Here are the basics of traffic-stop law, as found in a long line of cases from the Eleventh Circuit, which covers Alabama, Georgia, and Florida:

* The Fourth Amendment protects individuals from unreasonable searches and seizures. U.S. Const. amend. IV. “A traffic stop is a seizure within the meaning of the Fourth Amendment.” United States v. Purcell, 236 F.3d 1274, 1277 (11th Cir., 2001)

* Ordinarily, when a citation or warning has been issued and all record checks have been completed and come back clean, the legitimate investigative purpose of the traffic stop is fulfilled. United States v. Simms, 385 F.3d 1347, 1353 (11th Cir., 2004)

* However, an officer may detain an individual beyond the purposes of the traffic stop if there is “articulable suspicion illegal activity has occurred or is occurring” or if the driver consents. United States v.
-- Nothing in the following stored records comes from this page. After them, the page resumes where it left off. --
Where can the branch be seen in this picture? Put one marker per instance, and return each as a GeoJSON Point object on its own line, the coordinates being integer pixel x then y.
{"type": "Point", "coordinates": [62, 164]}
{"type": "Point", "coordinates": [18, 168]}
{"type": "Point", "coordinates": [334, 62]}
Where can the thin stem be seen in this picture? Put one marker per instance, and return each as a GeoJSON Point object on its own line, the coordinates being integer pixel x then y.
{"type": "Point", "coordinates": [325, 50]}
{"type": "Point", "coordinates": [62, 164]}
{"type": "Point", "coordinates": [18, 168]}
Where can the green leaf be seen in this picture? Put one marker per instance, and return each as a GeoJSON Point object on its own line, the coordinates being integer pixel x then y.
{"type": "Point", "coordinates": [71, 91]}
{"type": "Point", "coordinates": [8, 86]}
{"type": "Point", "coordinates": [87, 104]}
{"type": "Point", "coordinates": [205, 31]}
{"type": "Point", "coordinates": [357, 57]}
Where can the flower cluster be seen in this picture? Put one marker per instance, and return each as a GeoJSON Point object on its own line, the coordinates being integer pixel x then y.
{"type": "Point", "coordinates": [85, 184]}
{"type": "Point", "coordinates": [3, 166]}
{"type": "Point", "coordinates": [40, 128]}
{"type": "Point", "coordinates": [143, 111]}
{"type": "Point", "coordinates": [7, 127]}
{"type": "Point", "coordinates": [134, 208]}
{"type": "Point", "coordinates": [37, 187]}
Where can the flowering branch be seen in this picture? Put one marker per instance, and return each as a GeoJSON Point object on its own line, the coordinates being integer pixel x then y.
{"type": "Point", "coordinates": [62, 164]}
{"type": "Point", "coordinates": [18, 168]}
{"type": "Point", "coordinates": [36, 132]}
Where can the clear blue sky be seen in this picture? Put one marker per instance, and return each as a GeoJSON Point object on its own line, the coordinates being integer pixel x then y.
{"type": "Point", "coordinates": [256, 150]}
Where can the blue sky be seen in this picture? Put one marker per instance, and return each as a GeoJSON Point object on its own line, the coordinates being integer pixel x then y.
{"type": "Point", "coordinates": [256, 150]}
Pruitt, 174 F.3d 1215, 1220 (11th Cir., 1999).

DeHart claimed I had rolled through a stop sign while making a left-hand turn at a "T intersection" in our neighborhood. I immediately told him I did not roll through the stop sign, and we have shown that DeHart likely could not even see the stop sign in question from his stated location. (For the record, I believe DeHart was waiting for us at or near the North Shelby County Library, where he made the stop. I don't think he was anywhere in the vicinity to see me stop and turn left at the T intersection.)

DeHart had no probable cause to believe a traffic violation had occurred, so his traffic stop amounted to an unreasonable seizure from the outset. But he really stepped in doo-doo by prolonging the stop to hand us court papers. The "legitimate purpose" of the traffic stop had been fulfilled at that point, and DeHart could only detain us further based on "an articulable suspicion illegal activity has occurred or is occurring."

Clearly, Mrs. Schnauzer and I were not engaged in criminal activity in the parking lot of the North Shelby County Library in broad daylight. 

That means DeHart went way beyond his lawful boundaries, simply to serve a lawsuit on Rob Riley's behalf. In the process, the deputy probably engaged in a criminal act, and if we have a say in the matter, his law-enforcement career might soon be over.